I am a research scientist/director in the Data Analytics and Intelligence Lab (DAIL) at Alibaba Group. Prior to joining Alibaba, I was a researcher in DMX group at Microsoft Research. I completed my Ph.D. in Computer Science at University of Illinois at Urbana-Champaign under the supervision of Prof. Jiawei Han, my M.Phil. at The Chinese University of Hong Kong, advised by Jeffery Xu Yu, and my B.S. at Renmin University of China, advised by Shan Wang and Qing Zhu.
We are hiring research scientists, engineers, and research interns for our lab! Please drop me a line if you are interested.
Research and Projects
My research focuses on data privacy (including definitions, algorithms, and systems), privacy-preserving data management/analytics/learning (e.g., federated learning), and making systems intelligent and efficient with machine learning and optimization techniques.
More recently, I enjoy developing algorithms and building systems in the following areas/projects:
DPaaS (Data Privacy as a Service): Developing a series of privacy-preserving data collection, analysis and learning techniques, for example, multi-dimensional / multi-source data sharing and OLAP under local differential privacy and MPC, and federated learning with formal privacy guarantees for vertically collaborative learning and device-server collaborative learning. Building a system (e.g., this one) where these techniques can be easily deployed and extended for different scenarios, with high usability for developers and end users, and high flexibilty for different data pipelines.
[News] We have open-sourced an easy-to-use federated learning package, FederatedScope, which provides comprehensive functionalities including privacy protection, personalization, auto-tuning of federated machine learning models, as well as a programming framework with which one can conveniently develop and deploy her/his own federated models in various settings (e.g., vertically, horizontally, and device-server collaborative learning).

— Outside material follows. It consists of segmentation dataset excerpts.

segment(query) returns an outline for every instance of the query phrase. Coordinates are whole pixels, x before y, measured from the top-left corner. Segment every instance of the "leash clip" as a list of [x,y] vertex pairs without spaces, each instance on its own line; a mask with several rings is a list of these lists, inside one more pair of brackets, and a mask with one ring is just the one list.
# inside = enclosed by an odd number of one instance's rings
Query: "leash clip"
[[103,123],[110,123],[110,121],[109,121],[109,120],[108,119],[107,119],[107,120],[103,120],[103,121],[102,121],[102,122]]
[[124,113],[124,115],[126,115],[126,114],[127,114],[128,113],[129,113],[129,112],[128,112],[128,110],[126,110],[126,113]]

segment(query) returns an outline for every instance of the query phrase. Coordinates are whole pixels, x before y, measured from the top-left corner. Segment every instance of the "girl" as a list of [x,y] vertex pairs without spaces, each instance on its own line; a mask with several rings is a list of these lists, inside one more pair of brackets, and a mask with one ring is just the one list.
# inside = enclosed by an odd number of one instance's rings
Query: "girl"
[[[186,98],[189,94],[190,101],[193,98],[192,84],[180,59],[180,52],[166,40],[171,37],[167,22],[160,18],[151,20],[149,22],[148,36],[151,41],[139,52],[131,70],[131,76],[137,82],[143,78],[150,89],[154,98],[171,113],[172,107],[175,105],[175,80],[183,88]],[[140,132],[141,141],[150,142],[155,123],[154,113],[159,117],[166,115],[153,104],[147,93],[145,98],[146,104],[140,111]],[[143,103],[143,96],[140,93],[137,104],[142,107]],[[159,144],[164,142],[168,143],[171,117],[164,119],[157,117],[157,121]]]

Sys4AI: In order to enable developers and data scientists with limited machine learning expertise and resources to train high-quality models for their specific business needs, we develop a series of automated machine learning techniques (AutoML) which automate the tuning of hyperparameters, feature selection, and network structure in machine learning models. Some of these techniques have been deployed into Alibaba’s cloud AutoML products.
AI4Sys: Is it possible for models to learn to be a statistician, a database administrator, an index, a query processor, or an optimizer? We develop a series of "learnig-to-be" techniques for different database components, as well as a system framework to deploy these learned components into real databases.